Y entonces ya no era miedo a perderte. Era miedo a dejar de ser yo por estar contigo. Y tuve miedo, miedo porque comenzaba a no saberlo.
Miedo de no encontrar el camino de regreso, o peor aún… no hallar un camino nuevo para encontrarme donde me dejé por ir a seguirte.
Y entonces comprendí que para encontrarme primero tenía que perderte, porque en la vida debemos caminar acompañados y no ir siguiendo a nadie o pidiendo que alguien nos siga.
Y entonces ya no tuve miedo, tuve curiosidad.
La misma curiosidad que tuve cuando te conocí, pero ahora esa curiosidad era solo por mí, por saber a dónde llegaría conmigo y sin ti.
Y entonces ya no era curiosidad, era excitación por pensar en todo lo que me deparaba el mundo.
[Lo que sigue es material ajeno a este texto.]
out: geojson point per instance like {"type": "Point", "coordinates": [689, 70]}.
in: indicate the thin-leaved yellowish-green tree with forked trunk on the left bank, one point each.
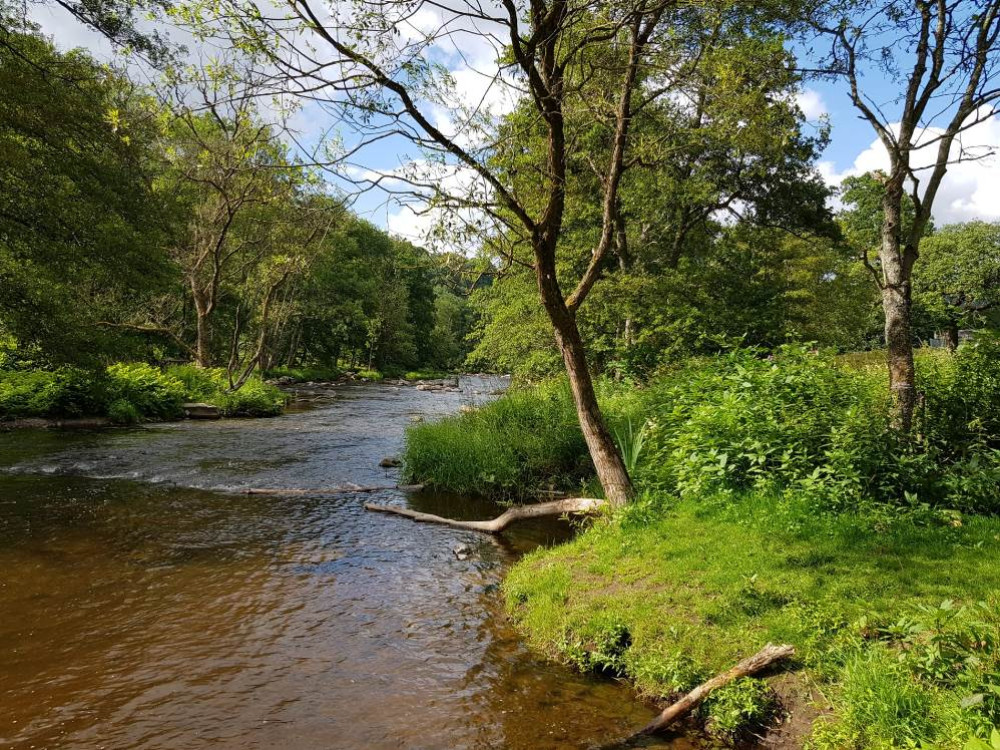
{"type": "Point", "coordinates": [227, 167]}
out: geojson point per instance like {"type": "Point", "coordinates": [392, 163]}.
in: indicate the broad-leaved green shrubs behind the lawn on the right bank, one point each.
{"type": "Point", "coordinates": [801, 421]}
Y me encontré.
Me encontré como uno encuentra un billete entre sus ropas.
Y entonces ya nada ni nadie me detuvo, ni el miedo, ni la incertidumbre, ni la soledad, ni la tristeza, ni tú.
Y entonces comencé a ser feliz.

Tiempo

El tiempo es una magnitud física con la que medimos la duración o separación de acontecimientos, sujetos a cambio. El tiempo permite ordenar los sucesos en secuencias, estableciendo un pasado, un futuro y un tercer conjunto de eventos ni pasados ni futuros respecto a otro, ese conjunto de eventos simultáneos es el presente. El presente es relativo al observador. 

Por lo tanto, mi presente podría ser el momento en que al besarte mi corazón palpita más rápido, mis pupilas se dilatan pero mis párpados las cubren, mi lengua danza con la tuya y mi respiración se paraliza, todo al mismo tiempo. Ese es mi mejor presente. El presente que comparto contigo.